Focus on teacher prep

Michigan’s teacher shortage is critical, and needs of school districts are changing, said Jack Elsey, CEO and founding partner of Michigan Educator Workforce Initiative.

“Districts are expecting more and different from our teachers from literacy and math instruction to working with colleagues to how teachers analyze data to better inform their instruction,” Elsey said Thursday during a virtual roundtable discussion.

“And yet, the vast majority of teachers in this state are developed in the traditional way by attending a university-based educator preparation program … the collaborative is supporting some of the state’s largest education (programs) to innovate and improve new teacher development across a number of areas including cost, access, retention rates, practical experiences and more.”

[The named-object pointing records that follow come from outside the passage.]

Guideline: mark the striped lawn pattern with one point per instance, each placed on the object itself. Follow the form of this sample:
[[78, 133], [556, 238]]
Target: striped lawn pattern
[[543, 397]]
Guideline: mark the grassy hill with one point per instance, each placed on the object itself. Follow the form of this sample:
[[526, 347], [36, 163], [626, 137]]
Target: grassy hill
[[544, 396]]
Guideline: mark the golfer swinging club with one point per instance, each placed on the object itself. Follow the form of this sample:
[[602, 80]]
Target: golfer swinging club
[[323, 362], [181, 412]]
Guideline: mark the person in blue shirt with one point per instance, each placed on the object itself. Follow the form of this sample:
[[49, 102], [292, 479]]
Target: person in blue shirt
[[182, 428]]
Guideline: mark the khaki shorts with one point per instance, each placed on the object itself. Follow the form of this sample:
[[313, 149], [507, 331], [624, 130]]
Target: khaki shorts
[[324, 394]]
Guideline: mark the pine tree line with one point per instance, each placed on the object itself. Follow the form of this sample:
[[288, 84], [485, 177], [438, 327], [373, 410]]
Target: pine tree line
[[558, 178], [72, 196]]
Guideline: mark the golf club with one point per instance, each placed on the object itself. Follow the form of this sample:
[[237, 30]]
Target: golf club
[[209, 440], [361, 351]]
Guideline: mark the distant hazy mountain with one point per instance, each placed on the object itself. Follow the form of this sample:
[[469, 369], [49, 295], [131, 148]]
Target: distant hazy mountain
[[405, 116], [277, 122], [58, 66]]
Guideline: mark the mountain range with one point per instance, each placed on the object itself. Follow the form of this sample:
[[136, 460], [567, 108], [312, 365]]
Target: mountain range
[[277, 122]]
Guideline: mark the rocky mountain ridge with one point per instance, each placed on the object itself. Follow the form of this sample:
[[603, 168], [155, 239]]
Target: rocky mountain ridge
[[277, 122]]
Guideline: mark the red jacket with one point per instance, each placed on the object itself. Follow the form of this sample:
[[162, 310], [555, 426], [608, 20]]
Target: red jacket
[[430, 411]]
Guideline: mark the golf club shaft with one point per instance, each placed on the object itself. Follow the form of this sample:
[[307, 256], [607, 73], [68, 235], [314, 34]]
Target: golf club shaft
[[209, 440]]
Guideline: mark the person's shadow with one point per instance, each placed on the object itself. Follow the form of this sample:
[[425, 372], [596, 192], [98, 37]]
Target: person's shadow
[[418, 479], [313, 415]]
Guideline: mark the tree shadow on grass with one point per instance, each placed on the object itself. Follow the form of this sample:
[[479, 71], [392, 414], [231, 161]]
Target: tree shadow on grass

There have been strategic shifts and approaches made across the nation to address the teacher shortage, Elsey said, but this collaborative is based on the best practices of a model in Arkansas, which was experiencing a teacher shortage.  

It will introduce “scalable, high-quality models” for teacher preparation by establishing partnerships between teacher preparation programs and pre-K-12 districts, officials said. 

The Michigan Educator Workforce Initiative will pay each participating university $100,000, using funds allocated by the state.

“If all Michigan students are going to be successful readers, problem solvers and have access to post-secondary and career success, meeting those goals starts with how we prepare teachers,” said Ryan Gildersleeve, dean of the Eastern Michigan University College of Education.

The two-year process aims to revitalize educator preparation programs.

“We’re excited to learn from and deepen our collaboration with school districts to create tighter connections and feedback loops to schools not just to ensure that our teacher candidates secure a job when they graduate,” said WMU president Russ Kavalhuna, “but to ensure our program is being responsive to the skills and habits teachers need to be successful. School districts know what they are looking for, and we want to be a strong provider of talent for them.”